Hate Speech & Offensive Language Detection
Automated system to classify tweets into hate speech, offensive language, or neutral — trained on 24,783 tweets with a Neural Network accuracy of 95.89%.
Stack
Python · Scikit-learn · SMOTE · TF-IDF · SVM · Random Forest · Neural Network
My Role
Final project for Machine Learning course at ITS Surabaya, built with a team of 6. My contributions:
- Data Preprocessing Pipeline — end-to-end text cleaning, stopword removal, and normalization
- Feature Engineering — TF-IDF vectorization with
max_features=5000 - Model Benchmarking — evaluated SVM, Random Forest, Naive Bayes, Logistic Regression, and Neural Network
- Hyperparameter Tuning — Grid Search over 24 combinations with 5-fold cross-validation
Data pipeline overview
What I Learned
- How to handle severe class imbalance using SMOTE combined with undersampling — not just oversampling blindly
- Why traditional embeddings (TF-IDF, BoW) can outperform Word2Vec on small, domain-specific datasets
- The tradeoff between model complexity and consistency: Neural Network had the highest accuracy, but Random Forest had the lowest variance (CV Std 0.0012)
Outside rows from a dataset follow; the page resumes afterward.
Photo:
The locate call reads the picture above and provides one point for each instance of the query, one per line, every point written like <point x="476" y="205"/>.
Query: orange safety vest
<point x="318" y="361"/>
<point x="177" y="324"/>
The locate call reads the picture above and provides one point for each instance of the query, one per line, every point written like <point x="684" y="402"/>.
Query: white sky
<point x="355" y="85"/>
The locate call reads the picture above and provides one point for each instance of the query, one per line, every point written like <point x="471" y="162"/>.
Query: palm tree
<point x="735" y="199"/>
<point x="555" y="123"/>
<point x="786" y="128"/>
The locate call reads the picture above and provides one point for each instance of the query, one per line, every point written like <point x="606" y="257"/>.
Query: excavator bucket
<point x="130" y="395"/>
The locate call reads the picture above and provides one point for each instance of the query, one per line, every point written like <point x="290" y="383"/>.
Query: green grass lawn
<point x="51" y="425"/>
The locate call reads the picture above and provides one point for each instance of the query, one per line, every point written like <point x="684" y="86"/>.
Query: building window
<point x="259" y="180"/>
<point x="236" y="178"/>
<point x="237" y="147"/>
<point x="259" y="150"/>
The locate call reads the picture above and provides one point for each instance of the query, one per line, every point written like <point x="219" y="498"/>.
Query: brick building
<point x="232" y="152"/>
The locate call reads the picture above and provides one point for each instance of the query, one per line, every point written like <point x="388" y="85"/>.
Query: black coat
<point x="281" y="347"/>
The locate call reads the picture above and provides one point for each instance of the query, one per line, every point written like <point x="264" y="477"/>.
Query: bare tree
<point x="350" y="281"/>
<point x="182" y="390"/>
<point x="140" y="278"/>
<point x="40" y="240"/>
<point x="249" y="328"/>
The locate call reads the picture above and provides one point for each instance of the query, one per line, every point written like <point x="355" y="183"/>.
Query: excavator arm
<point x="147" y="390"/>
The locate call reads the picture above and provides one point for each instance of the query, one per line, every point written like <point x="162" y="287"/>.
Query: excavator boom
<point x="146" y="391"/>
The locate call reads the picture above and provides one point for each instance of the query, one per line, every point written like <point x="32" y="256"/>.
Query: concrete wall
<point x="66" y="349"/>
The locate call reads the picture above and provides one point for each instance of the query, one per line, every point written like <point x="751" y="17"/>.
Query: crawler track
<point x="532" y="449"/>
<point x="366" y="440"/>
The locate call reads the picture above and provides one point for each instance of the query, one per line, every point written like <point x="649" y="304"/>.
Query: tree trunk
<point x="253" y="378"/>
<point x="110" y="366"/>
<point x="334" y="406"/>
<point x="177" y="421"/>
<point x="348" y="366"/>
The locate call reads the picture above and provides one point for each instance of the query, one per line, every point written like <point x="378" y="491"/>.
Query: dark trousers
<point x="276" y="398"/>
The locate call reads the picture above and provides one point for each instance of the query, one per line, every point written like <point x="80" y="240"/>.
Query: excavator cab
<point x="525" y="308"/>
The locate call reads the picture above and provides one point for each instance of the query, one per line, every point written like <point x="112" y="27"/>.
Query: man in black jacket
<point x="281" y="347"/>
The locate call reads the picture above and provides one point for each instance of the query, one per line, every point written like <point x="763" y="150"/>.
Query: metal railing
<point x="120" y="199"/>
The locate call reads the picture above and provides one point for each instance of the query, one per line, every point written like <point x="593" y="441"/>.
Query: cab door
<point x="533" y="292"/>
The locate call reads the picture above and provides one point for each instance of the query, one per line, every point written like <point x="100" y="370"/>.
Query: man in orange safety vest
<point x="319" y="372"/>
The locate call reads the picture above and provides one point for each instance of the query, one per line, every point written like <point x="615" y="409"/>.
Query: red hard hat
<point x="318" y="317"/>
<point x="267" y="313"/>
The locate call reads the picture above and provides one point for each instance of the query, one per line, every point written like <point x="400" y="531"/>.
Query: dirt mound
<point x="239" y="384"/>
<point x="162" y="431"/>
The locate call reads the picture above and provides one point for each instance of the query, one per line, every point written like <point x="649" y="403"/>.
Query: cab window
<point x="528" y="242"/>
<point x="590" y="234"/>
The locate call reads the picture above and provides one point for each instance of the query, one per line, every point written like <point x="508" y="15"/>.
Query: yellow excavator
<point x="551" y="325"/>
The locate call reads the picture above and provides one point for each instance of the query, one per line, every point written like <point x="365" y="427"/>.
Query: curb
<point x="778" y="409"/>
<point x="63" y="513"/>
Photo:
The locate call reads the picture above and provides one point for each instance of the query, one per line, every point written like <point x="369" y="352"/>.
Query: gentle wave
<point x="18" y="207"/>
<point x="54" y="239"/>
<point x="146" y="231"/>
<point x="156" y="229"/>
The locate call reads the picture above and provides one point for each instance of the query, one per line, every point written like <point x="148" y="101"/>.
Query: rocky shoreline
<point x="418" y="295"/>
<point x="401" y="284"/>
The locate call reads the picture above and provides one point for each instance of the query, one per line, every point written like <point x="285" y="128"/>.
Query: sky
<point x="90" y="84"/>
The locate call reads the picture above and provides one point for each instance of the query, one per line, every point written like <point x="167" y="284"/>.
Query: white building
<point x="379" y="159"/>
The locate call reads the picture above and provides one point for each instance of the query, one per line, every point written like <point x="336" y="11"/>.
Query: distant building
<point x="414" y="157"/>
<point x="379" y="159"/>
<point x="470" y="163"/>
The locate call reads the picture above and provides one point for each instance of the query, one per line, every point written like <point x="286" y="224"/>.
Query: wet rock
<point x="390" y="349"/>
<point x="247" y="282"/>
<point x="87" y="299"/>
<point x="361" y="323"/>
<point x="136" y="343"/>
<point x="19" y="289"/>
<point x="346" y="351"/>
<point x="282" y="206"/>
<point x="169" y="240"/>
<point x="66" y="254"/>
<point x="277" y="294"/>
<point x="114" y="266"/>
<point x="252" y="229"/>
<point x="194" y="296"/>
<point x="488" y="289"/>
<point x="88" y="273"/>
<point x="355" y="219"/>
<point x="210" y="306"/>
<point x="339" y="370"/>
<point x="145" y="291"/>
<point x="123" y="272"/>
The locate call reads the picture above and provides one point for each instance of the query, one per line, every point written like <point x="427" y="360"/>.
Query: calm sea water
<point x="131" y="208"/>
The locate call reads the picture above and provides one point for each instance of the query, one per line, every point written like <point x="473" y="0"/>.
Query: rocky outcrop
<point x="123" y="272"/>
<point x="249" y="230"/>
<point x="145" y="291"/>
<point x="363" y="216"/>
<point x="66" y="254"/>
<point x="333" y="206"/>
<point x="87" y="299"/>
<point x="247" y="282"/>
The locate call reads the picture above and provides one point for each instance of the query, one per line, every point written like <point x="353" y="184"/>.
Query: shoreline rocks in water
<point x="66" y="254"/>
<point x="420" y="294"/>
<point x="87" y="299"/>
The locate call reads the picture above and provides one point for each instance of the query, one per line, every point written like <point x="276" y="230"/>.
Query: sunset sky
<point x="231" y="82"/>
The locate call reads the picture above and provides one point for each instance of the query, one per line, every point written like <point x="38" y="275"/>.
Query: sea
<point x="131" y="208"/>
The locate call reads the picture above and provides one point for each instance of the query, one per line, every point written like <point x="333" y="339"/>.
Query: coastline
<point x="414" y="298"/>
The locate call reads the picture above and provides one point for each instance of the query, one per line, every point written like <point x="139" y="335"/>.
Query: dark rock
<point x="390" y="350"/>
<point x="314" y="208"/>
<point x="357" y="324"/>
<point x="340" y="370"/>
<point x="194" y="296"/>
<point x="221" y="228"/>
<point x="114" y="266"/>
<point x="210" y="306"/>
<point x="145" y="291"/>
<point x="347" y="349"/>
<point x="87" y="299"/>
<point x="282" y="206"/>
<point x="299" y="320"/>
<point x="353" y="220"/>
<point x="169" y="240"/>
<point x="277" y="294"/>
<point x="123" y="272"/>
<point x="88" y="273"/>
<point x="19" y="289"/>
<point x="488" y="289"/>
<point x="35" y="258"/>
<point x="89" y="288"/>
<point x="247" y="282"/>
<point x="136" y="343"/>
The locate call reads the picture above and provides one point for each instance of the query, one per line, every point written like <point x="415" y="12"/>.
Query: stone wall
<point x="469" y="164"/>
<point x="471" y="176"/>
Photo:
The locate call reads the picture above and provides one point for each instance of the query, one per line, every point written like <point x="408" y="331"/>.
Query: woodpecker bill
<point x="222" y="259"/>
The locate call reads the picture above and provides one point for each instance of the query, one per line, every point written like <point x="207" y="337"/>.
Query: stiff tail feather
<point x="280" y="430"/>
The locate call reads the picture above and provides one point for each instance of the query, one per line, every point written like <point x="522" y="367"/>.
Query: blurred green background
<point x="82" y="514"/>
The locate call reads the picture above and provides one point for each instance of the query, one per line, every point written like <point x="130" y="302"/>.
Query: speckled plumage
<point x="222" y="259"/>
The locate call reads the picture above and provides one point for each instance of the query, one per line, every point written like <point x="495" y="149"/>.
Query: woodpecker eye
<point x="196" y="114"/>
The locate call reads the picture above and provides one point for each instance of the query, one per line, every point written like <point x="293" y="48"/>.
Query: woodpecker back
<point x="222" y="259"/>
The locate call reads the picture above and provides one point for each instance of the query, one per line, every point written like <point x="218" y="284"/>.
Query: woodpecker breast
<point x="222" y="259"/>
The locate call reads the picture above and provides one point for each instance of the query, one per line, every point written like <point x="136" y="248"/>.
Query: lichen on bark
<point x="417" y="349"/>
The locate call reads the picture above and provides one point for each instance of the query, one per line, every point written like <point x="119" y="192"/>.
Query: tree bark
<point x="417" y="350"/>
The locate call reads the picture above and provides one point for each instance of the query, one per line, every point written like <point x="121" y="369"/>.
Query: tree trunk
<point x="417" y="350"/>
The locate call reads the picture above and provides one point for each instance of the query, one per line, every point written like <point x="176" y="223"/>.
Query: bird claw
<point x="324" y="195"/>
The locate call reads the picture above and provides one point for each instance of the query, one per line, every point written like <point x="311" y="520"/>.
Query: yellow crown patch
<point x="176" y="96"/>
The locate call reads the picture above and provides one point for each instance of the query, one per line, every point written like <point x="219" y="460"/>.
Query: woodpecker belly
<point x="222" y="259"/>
- Hate speech vs. offensive language is genuinely hard to separate — the confusion matrix confirmed the model struggled most at that boundary
Results
Model performance comparison
| Model | Accuracy | CV Mean | CV Std |
|---|---|---|---|
| Neural Network | 95.89% | 96% | 0.0015 |
| Random Forest | 95.36% | 96% | 0.0012 |
| SVM | 92.99% | 93% | 0.0022 |
| Logistic Regression | 91.47% | 91% | 0.0024 |
| Naive Bayes | 86.13% | 86% | 0.0026 |
Neural Network achieved the highest accuracy at 95.89%, making it the best-performing model overall. Random Forest came in a close second — and actually had the lowest CV standard deviation (0.0012), meaning it was the most consistent model across folds. SVM was a solid middle-ground, reliable but outclassed by the ensemble approach. Logistic Regression and Naive Bayes lagged behind; Naive Bayes in particular struggled with its feature-independence assumption, which rarely holds for natural language.
The hardest boundary to learn was hate speech (class 0) vs. offensive language (class 1) — the confusion matrix showed these two classes cross-contaminating the most, which reflects how genuinely ambiguous the distinction is even for humans.